Here’s the rub, according to Greek legend, King Tantalus was condemned by the gods for file-sharing. Okay, its a modern version of the old legend. But this part is true. In one version, Tantalus (from whence the English language evolved the mythos related to the word Tantalising), was given an unusual punishment. Forced to stand in a pool of water, from which he could not drink, under an apple tree from whose fruit he could not eat, Tantalus found to his horror, that whenever he reached down, the waters receded, and whenever he reached up, the branches lifted so that whatever he did, his actions were thwarted by some unseen power he could not comprehend.
South Africa recently saw the commissioning of the 1.26Terabyte Seacom Cable. The service will only be officially launched later this month. If Seacom were the only cable connecting our continent to the rest of the world, we will have surpassed our previous national bandwidth capabilities by a thousand fold. Seacom has apparently 28times the capacity of Sat1. According to the laws of supply and demand, prices for connectivity are meant to come down. They have not.
This is not the only intercontinental fibre optic project to arrive on our shores. There are at least several other projects, each one, in and of itself, capable of reducing the digital divide to zero, as the Internet becomes a real-time event and no longer the World Wide Wait. The West Africa Cable System (WACS), previously known as Infraco, in which Government, Telkom, Vodacom, Nortel and MTN are investing, was recently extended to South Africa.
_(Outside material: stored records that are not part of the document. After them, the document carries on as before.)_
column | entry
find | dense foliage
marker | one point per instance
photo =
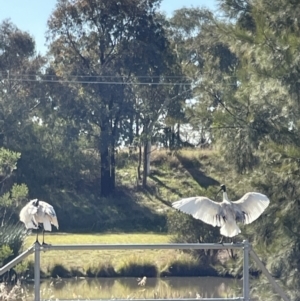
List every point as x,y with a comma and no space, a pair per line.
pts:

WACS will link SA and West African coastal countries to Europe, offering the highest capacity of all the African undersea cables at 3.8 terabits per second.
Glo-1 another spanking new west African undersea cable system that will connect Nigeria to the UK, with additional landing points in Portugal, Ghana, Senegal, and South Africa, has a capacity of 640 gigabits per second.
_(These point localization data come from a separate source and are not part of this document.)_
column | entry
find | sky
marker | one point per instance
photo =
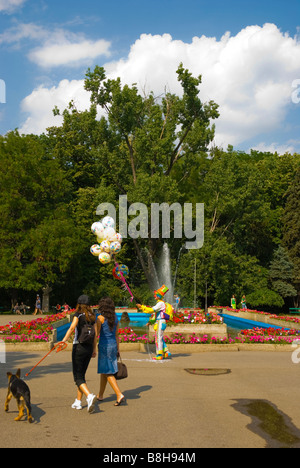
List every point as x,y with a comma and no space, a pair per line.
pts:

Another robust cable is MainOne, a 1.92 terabits per second line that will connect Portugal to Nigeria, Ghana, Angola, Gabon, Senegal, Congo, Ivory Coast, Morocco and SA and which is scheduled for completion in the second quarter of next year.
In addition, France Telecom-Orange is building the African Coast to Europe (ACE) cable system, which will link 20 west African countries to France, with a possible extension to SA. Consumption of French Baguettes and membership of the Alliance Francais is predicted to increase.
Then there is the EASSy cable, which will link SA and east Africa, with landing points in six countries, providing a capacity of 1.4 terabits per second, which is expected to go live in the second half of 2010. What a treat.
The East Africa Marine System (TEAMS) will link Mombassa on the cost of Kenya to Fujairah in the United Arab Emirates will have no direct impact on SA but will increase the overall capacity of the African Internet and presumably result in an influx of cybertourists to the South. There is also a Far East Cable project linking the island of Mauritous, India and Kwazulu-Natal, and the hotspots of Mumbai.
Predictably, the mandarins in charge at Telkom and other telecommunications operators want us to continue thinking in terms of scarcity and Mbs per second. In fact estimates about the growth of web-use by South African’s over the next five years already seem like attempts to downplay the new capacity which is already available.
Lets take a step back. Verizon recently unveiled a 1Gbs service in New York. Enough for a hot New York Minute. Compared to the average 40Mps here this is more than quadruple the speed of you average household cable and as capacity increases, expect to see downloads occurring at light speed. Yes, that’s right , the difference between copper cabling and fibre optic is startling and represents not just a paradigm shift, but a quantum leap forward towards a post-scarcity economy, at least in terms of broadband connectivity.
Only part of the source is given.